Pour la mobilité, un nouvel intervenant, rédacteur du projet à venir, prend le micro. La communication change de forme. Une allure résolument décontractée, une coiffure en pétard, il adopte le ton juste, le débit parfait. Manifestement nous avons à faire à un communicant plus efficace que notre animatrice. Il est convaincant, posé, clair. C’est du grand art. Je perçois là, l’inspirateur d’une campagne fort bien pensée.

Une nouvelle série de questions d’un ami marinier qui évoque les difficultés liées à la versatilité de la Loire et les incivilités subies par les bateaux tout comme les problèmes de stationnement, son désir de construire un bateau pour recevoir des handicapés. L’adjointe chargée du quartier pour lui répondre dit son envie de construire elle aussi un bateau avec les habitants du quartier.

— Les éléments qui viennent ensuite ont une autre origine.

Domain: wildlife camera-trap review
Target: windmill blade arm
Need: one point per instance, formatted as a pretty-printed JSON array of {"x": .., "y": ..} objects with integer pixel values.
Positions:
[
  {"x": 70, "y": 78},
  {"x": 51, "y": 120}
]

Il est plus difficile de suivre le cours de son discours en dépit d’une sincérité incontestable. Au terme de sa longue tirade, il n’est pas aisé d’en tirer un enseignement.

Clairement une reprise en main s’impose, le candidat s’y colle. Il joue de la main gauche, celle qui ne tient pas le micro pour une communication non verbale déterminée. Sa gestuelle pour redondante qu’elle soit est plutôt rassurante. Elle cesse quand la question est plus délicate. Un geste parasite surgit, il se gratte le lobe de l’oreille en proposant de confier le sujet à un collègue. Plus tard, il reprend le micro de la main droite. Elle a sa préférence. Serait-ce un indice ? La main gauche se fait alors beaucoup plus bavarde. Fort des conseils en gestuelle politique, elle compte sur ses doigts, elle fait la vague, elle enveloppe le discours de courbes et de vagues apaisantes.

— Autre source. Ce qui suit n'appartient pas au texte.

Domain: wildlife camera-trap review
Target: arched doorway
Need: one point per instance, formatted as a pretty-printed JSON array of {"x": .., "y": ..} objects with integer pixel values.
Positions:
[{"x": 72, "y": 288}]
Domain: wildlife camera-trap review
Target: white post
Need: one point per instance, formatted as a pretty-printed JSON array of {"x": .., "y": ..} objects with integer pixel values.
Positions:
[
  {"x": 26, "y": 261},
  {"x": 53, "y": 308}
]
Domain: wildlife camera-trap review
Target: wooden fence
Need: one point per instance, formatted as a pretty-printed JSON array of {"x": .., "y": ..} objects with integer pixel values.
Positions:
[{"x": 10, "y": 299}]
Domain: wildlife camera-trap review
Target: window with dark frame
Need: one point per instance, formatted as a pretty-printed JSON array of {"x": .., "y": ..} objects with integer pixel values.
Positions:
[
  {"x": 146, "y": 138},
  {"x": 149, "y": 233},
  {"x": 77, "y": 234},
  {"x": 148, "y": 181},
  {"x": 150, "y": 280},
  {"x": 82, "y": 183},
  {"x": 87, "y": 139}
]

Les bateaux reviennent sur le débat. Curieusement la Loire est loin des précautions des habitants de l’Argonne, elle va pourtant monopoliser une grande partie des débats. Les habitants poliment écoutent ce dialogue qui ne les concerne pas. Il est temps de revenir au quartier ! Un témoignage brise ce ronron. Il est certes plus difficile à comprendre mais il représente véritablement la diversité et les soucis de la population de l’Argonne. Hélas, la Loire revient encore dans les débats par un autre questionneur tandis qu’un résidant revient aux questions essentielles de voisinage, aux nuisances sonores.

Pour les problèmes de logement, un nouvel intervenant répond précisément aux problèmes locatifs. Ce sont effectivement des préoccupations très personnelles qui supposent des réponses individuelles. C’est l'écueil de tels moments, la nécessité d’ouvrir les perspectives s’impose sans que ce monsieur qui tourne un peu en boucle ne soit pas durement remballé. Le candidat sentant la détresse de l’interlocuteur tient à lui répondre par la généralisation en s’adressant à lui. C’est très adroit et je dois l’admettre, humain.

Dernière série de questions. La salle devient bavarde, il faut dire qu’elle n’a cessé de se remplir au fil du temps. Deux questions très ponctuelles puis les derniers intervenants sont remarquables de distance en faisant des remarques qui s’inscrivent dans une volonté d’être écoutés. Le candidat prend la parole. Deux heures de débat, c’est un peu long mais il a bien tenu la barre. Les questions sont globalement abordées puis il convient de conclure par une tirade sur la fameuse démocratie participative, tête de gondole de la campagne à venir. Une nouvelle fois, c’est le grand communicant qui traite le sujet. Il y a véritablement du volume chez ce personnage, chargé d’écrire le programme.

La surenchère verbale de l’animatrice vient rompre ce climat serein. Sa voix trop poussée, son débit très rapide, sa tenue déplacée en un pareil endroit, ses impatiences, tout concourt à créer de l’exaspération. Pour sortir de ce piège, le candidat parachève la séance. Une conclusion très politique qui fait surgir des mots qui n’ont pas été évoqués par les questionneurs. Le développement durable pointe son nez, naturellement.

« Porter une ambition ! » C’est le cœur de la profession de foi du candidat, c’est la moindre des choses. La prise de distance est forcément politique. Le discours peut échapper à la compréhension. Il le sent et revient aux questions plus basiques. L’homme a fait des progrès. Je pense avoir compris qui lui a donné les clefs de la taille patron. Est-ce celui qu’il faut pour la ville ? Je n’ai pas à prendre position en cette soirée même si je ressors de là persuadé qu’il a une grande avance sur ses opposants et opposantes.

Débateurement sien.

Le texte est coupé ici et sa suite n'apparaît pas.